Wawanesa intégrera aussi les logiciels développés par Trufla, une assurtech qui fera bientôt son entrée au Québec, afin de faciliter les échanges avec les courtiers.
Parts de marché
Yves Gagnon, chef de l’exploitation de L’Unique et d’Unica, se réjouit de voir l’attrait de la transition numérique dans le courtage, car les clients qui utilisent ce mode de distribution ne doivent pas être moins bien servis que ceux qui achètent leur produit auprès d’un assureur direct. « Si le courtage ne fait pas ce virage, on perdra des parts de marché », dit-il.
La position de son entreprise reste la même : la transition numérique doit se faire par l’entremise de la plateforme du courtier, et non pas par l’espace client de l’assureur. Il faut éviter que le client qui a plusieurs biens à assurer chez des assureurs différents soit forcé de créer son profil d’utilisateur chez chacun d’eux. « Ce n’est pas ça, une belle expérience client », dit-il.
Comme le courtier aide souvent son client à changer d’assureur, il doit l’assister pour sa connexion sur la plateforme du nouvel assureur. Cela enlève la valeur ajoutée associée au courtage qui permet de concentrer ses besoins d’assurance au même endroit.
« Notre job, c’est de pousser tous les outils dont le courtier a besoin pour alimenter son espace client », insiste M. Gagnon. Des courtiers le font déjà et offrent une plateforme qui est d’excellente qualité.
Du chemin à parcourir
Chez Intact Assurance, on dépense 100 M$ par année depuis deux ans, et ça sera encore le cas en 2022, pour faciliter la transition numérique, souligne Jean-François Desautels, premier vice-président, Québec et distribution numérique.
Il dit comprendre les inquiétudes des courtiers qui voient les assurés utiliser l’espace client des assureurs. « On doit ajouter les outils de base pour faire cette connectivité avec les cabinets », reconnaît-il. L’assureur y travaille pour améliorer cette connectivité avec les courtiers.
L’assureur n’a pas le choix, car c’est dans ce créneau que les « perturbateurs » de l’assurance feront des gains en envahissant la distribution. « La capitalisation, la souscription, c’est compliqué. Mais la distribution en mode numérique, c’est là qu’ils vont frapper », ajoute M. Desautels.
La télématique en assurance automobile est déjà utilisée pour la moitié des clients d’Intact. « Les véhicules électriques, ce sont des machines à collecter des données », note-t-il.

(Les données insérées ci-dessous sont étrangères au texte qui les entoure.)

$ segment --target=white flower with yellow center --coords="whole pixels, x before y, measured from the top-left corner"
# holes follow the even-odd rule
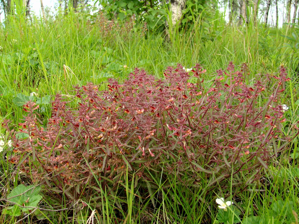
[[[282,109],[284,111],[286,111],[289,110],[289,107],[285,104],[283,104],[281,105],[282,106]]]
[[[7,145],[9,147],[11,147],[13,145],[13,142],[11,140],[8,140],[8,141],[7,142]]]
[[[37,96],[38,94],[38,93],[37,93],[35,92],[33,92],[32,93],[30,93],[30,96]]]
[[[223,197],[216,199],[216,202],[220,205],[218,205],[218,207],[219,208],[223,209],[226,211],[227,211],[228,207],[234,204],[232,202],[230,201],[225,202],[224,198]]]
[[[184,70],[187,72],[190,72],[192,70],[192,68],[186,68],[184,67],[183,67],[183,69]]]

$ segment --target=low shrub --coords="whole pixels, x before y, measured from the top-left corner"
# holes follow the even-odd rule
[[[102,189],[115,195],[127,171],[141,200],[156,189],[155,179],[166,186],[175,177],[187,191],[230,183],[243,190],[298,134],[295,125],[290,135],[281,131],[289,79],[283,67],[257,75],[252,85],[245,64],[235,71],[230,63],[210,82],[202,78],[205,72],[179,64],[158,79],[136,68],[123,83],[109,79],[106,90],[76,87],[70,98],[56,96],[45,127],[38,106],[28,102],[19,130],[10,131],[14,147],[7,159],[30,184],[42,184],[53,203],[81,199],[100,206]]]

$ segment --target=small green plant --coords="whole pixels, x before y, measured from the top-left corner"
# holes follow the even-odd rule
[[[18,185],[7,195],[6,200],[10,206],[3,209],[3,214],[16,217],[22,212],[28,214],[33,211],[42,199],[40,190],[40,187],[34,185]]]

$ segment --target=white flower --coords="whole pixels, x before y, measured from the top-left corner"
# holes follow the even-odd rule
[[[234,204],[232,202],[229,201],[225,202],[224,198],[223,197],[216,199],[216,202],[220,205],[218,205],[218,207],[220,209],[224,209],[225,211],[227,211],[228,207]]]
[[[30,96],[37,96],[38,95],[38,93],[37,93],[35,92],[33,92],[32,93],[30,93]]]
[[[289,110],[289,107],[285,104],[283,104],[282,106],[282,109],[284,111],[286,111]]]
[[[11,146],[13,145],[13,142],[11,141],[11,140],[8,140],[8,141],[7,142],[7,145],[9,147],[11,147]]]
[[[190,72],[192,70],[192,68],[185,68],[184,67],[183,67],[183,69],[184,70],[187,72]]]

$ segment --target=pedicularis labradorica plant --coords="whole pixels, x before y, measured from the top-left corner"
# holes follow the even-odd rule
[[[7,159],[61,201],[83,197],[97,204],[100,185],[114,194],[127,169],[142,200],[156,189],[154,177],[166,186],[175,176],[187,191],[216,191],[231,182],[233,191],[243,190],[298,134],[295,125],[290,135],[281,131],[289,79],[282,67],[248,85],[246,65],[237,71],[232,63],[212,81],[204,82],[205,72],[178,65],[158,79],[136,68],[123,83],[109,79],[106,90],[76,87],[70,99],[56,96],[46,126],[38,106],[28,102],[19,130],[10,131],[14,147]]]

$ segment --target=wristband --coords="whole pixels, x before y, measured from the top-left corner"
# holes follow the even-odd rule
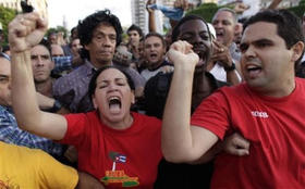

Il ne faut pas laisser ce créneau aux constructeurs, car ils arriveront à offrir leur propre assurance et à intégrer la protection dans le coût de location du véhicule. « Volvo le fait déjà, c’est une menace concrète », dit-il.
Selon Jean-François Béliveau, premier vice-président Québec de Northbridge Assurance, toute l’industrie a pris conscience de la nécessité d’accélérer la transition numérique. « Le délestage des vieux systèmes est un enjeu pour tout le monde », dit-il.
La migration vers les nouvelles plateformes est en train de se concrétiser. M. Béliveau rappelle qu’en 2015, Northbridge a été le premier assureur à faire certifier sa police électronique selon les normes du CSIO. « Ça fait quand même 20 ans qu’on parle de la nécessité de la connectivité en assurance des entreprises. Là, je pense qu’on y arrive grâce à l’évolution des technologies », dit-il.
D’ici la fin de 2021, avec le système Policy Works d’Applied, le transfert des données pourra se faire à partir du BMS du courtier. Les tests ont été réalisés pour les deux premières étapes du processus, et la troisième étape est en cours de finalisation. Quand ça sera fait, on pourra parler de connectivité, indique M. Béliveau.